07.あたし様片思い話



 □ ■ □




――あの日、あの時、あの瞬間。



 鈴理はいつも空を待っていた。毎日のように彼を待っていた。




 思い出すのは高校一年の秋暮れ。

 通い詰めていた市民図書館での出来事。それまで金を持っている者に対して闘争心と嫌味を垣間見せていた中学生に、嫌悪以外とは別の感情を抱いた瞬間を鈴理は今でもよく憶えている。金持ちには金持ちの悩みがある。自分の時間が持てないなど、家の束縛がある。

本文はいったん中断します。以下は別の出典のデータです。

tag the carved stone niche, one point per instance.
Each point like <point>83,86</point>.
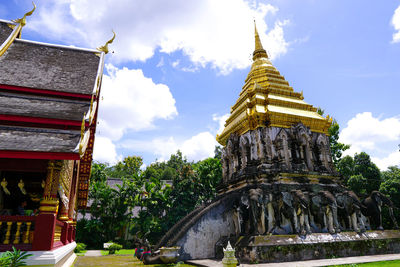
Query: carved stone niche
<point>272,149</point>
<point>302,137</point>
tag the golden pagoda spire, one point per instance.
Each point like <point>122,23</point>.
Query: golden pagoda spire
<point>22,20</point>
<point>259,51</point>
<point>267,100</point>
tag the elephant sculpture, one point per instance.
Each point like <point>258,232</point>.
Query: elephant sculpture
<point>325,206</point>
<point>350,208</point>
<point>257,216</point>
<point>373,209</point>
<point>301,203</point>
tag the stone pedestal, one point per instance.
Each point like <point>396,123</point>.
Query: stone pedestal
<point>278,248</point>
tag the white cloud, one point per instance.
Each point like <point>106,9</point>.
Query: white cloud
<point>131,101</point>
<point>197,147</point>
<point>396,25</point>
<point>200,146</point>
<point>374,135</point>
<point>216,33</point>
<point>104,150</point>
<point>393,159</point>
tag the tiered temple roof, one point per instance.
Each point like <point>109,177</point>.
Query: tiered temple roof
<point>267,99</point>
<point>48,101</point>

 同じようにその中学生にも悩みがあった。金のない悩みだった。塾に通えず、人並み以上の努力を惜しんで図書館に通っていた。


 すべてを彼から聞いたわけではない。

 いや、あの当時は彼と言葉も交わしたことがなかった。それでも成り行きから一部の事情を知ってしまい、鈴理は彼に対して興味を抱くようになる。塾に通えない、中学生を。



 彼が訪れる時間は四時から五時までの間。

 学校を終えてから直で此処に来ているのだろう。鈴理自身も学校があったために、正確な時間は把握することができなかったが、大抵それくらいの時間に中学生は訪れていた。閉館までいると知ったのは彼に興味を抱いてからだ。


 たまたま館長から話を聞いてしまったのだ。

 あの中学生は毎日、閉館まで勉強している、と。



 閉館時間は八時。

 それまで此処に居残って勉強している彼は、難関校に挑むようだった。勉強量からして推測できる。独学で勉強しているのだと知り、鈴理は少しだけ席を近くした。

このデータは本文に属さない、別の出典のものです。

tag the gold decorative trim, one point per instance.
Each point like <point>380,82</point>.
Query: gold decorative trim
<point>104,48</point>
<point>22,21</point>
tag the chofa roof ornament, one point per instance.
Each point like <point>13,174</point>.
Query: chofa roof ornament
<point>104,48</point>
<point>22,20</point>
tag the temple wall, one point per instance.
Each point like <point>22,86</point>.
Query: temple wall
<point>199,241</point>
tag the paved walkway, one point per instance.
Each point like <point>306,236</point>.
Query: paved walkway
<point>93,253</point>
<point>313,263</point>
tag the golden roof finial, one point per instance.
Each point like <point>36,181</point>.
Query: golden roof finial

 読書に勤しむ振りをしてチラチラと相手を盗み見ていた。

 相手は気付かず、「計算が合わない」とか「この単語は」とか、持参しているプリントを見据えて顔を顰めていた。塾に通えない分、此処で勉強している。それを裏付けるプリントの山と、閉館時間まで居残っている事実が鈴理の座る席をもっと近くした。



(今日は調子が悪いのか?)



 微動の変化を察するようになる。

 まったくシャーペンが動いていない彼を見やれば、小さな溜息をついている。

 三十分もしない間に、上半身をテーブルに預けて沈んでしまった。その落ち込んでいる姿に鈴理は何か声を掛けたかったが、何も言葉が見つからず本に視線を落とすしかない。目が滑っているせいか、文字が頭に入らず。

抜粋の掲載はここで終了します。